In short, I was embarrassed by how loudly and how vulgarly we virtue signalled to not just the world (which was fine) but to ourselves that we are united, that we are secular, that we are equal, that we are just, that we are together, that we are one. As if we were scared that if we didn’t shout loud enough, we would be outed as the posturing imposters that we were. That we would stop believing in these things if we didn’t constantly keep reminding our own selves!
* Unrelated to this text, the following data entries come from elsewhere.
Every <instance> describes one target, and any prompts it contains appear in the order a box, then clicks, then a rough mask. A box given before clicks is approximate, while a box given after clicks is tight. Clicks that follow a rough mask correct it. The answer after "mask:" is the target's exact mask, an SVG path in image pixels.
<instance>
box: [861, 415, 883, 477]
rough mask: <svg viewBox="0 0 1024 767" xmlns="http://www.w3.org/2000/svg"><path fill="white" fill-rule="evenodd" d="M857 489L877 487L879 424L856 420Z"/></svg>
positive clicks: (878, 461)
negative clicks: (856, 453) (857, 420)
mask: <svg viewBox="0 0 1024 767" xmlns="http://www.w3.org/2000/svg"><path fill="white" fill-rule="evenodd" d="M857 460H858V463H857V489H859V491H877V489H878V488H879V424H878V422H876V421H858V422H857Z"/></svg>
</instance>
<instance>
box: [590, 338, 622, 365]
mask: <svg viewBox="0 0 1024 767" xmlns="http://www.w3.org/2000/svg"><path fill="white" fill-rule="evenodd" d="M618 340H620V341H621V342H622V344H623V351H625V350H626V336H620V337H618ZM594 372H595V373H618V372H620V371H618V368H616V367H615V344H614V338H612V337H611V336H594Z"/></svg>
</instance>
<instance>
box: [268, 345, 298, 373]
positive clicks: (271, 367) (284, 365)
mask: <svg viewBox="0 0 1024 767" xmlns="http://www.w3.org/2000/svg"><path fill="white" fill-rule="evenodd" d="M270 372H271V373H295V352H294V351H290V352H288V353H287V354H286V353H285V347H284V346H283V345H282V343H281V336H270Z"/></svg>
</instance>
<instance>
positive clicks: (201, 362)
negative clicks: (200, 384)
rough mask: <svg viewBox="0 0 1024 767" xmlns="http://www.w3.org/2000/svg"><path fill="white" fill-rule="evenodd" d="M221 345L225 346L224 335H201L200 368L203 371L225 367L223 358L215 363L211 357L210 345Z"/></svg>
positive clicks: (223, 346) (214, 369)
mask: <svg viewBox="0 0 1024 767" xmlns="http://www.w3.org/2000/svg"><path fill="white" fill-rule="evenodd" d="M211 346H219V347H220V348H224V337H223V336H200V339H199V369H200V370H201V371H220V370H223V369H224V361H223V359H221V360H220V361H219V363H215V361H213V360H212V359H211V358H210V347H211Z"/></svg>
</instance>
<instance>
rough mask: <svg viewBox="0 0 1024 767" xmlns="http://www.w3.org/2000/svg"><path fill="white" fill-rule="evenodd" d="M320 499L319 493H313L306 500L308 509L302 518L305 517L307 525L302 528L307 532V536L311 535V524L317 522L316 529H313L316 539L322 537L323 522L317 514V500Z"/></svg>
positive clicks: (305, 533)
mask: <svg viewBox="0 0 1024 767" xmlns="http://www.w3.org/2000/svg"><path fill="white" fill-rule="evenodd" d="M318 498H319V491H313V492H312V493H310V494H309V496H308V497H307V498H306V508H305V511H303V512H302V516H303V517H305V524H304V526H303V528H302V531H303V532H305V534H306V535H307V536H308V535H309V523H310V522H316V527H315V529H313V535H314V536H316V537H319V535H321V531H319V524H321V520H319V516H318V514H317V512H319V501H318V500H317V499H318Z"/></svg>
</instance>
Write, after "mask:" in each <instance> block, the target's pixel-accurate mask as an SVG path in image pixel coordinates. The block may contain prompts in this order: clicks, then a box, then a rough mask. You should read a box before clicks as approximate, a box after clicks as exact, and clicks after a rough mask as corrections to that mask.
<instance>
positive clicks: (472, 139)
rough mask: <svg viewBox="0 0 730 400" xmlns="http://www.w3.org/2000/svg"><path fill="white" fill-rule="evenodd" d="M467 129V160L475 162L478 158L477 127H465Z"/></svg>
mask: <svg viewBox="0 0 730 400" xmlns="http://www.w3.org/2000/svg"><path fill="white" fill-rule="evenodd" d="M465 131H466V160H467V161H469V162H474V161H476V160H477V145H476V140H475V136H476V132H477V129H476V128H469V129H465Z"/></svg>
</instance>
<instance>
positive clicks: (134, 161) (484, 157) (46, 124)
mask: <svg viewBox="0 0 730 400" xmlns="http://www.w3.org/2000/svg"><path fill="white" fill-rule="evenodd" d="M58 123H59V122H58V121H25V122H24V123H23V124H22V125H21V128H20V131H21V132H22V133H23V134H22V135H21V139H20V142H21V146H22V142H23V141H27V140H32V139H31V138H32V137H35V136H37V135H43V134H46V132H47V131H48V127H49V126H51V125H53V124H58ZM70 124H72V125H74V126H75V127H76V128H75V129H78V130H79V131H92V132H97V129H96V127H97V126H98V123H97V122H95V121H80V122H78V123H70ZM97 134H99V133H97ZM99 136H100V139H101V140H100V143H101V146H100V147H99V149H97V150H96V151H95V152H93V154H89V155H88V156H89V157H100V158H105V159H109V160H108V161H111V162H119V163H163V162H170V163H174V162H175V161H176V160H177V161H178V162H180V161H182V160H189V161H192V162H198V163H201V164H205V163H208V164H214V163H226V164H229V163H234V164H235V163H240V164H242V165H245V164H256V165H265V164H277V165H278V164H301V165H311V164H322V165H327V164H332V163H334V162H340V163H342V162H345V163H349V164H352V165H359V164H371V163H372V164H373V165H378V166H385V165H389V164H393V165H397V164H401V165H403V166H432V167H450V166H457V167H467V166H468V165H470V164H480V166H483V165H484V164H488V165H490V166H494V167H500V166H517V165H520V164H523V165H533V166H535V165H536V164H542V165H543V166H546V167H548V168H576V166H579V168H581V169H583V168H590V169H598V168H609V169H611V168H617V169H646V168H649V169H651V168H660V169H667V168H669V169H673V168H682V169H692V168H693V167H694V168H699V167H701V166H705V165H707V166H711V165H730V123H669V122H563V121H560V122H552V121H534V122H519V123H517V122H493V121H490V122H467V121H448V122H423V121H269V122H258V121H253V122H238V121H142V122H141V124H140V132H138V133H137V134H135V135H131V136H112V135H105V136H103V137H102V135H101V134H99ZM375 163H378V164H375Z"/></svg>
I thought these protestations were unnecessary. That ‘Amar Akbar Anthony’ was cringey to the point of me shuddering with even the thought of that unscientific, unnecessary, and frankly silly scene of the three sons giving their blood directly to the mother, amongst other, equally silly ideas and their picturisation. We were a modern nation, with modern temples (as Nehru said about the dams and factories back then) and a modern outlook. We were a nation of the 21st century. We were an IT superpower. We were heard and listened to around the world. Our democracy was strong and our people, stronger. We had arrived. We didn’t need these crutches any more. Where we stood, we really should not have to tell ourselves that we are still united, that we are still secular, that we are still one nation and one people, that we love each other, that we are all brothers & sisters. It was time to discard these vestiges of our colonial past, remnants of our insecurities, and manifestations of our fears. Right?

Wrong.

Today, in 2022, I know better. I realise that we are still far from being united, or secular, or equal, or just, or fair, or kind, or loving, or indeed even simply human. And we are most definitely very far from being one nation and one people. That those people, whether the maker of ‘Amar Akbar Anthony’ or the producer of ‘Mile sure mera tumhara’ understood this far better than I and there was a reason why they made what they made. The government in those times realised what was required, and encouraged, even funded and publicised, their efforts. The entire state machinery was geared towards making us more human and humane. We were told stories (most of them apocryphal, and some, completely made-up) of how pre-colonial India was more united, more loving, more self-sufficient, more peaceful, more beautiful, and how, if we must think of our past (because most of our leaders wanted us to think of the future), we must think of it in terms of these points of reference. All that happened based on this premise and this objective was seen by people like me as cringey virtue signalling.

I realise now how stupid I was. And how badly I long for some of that today!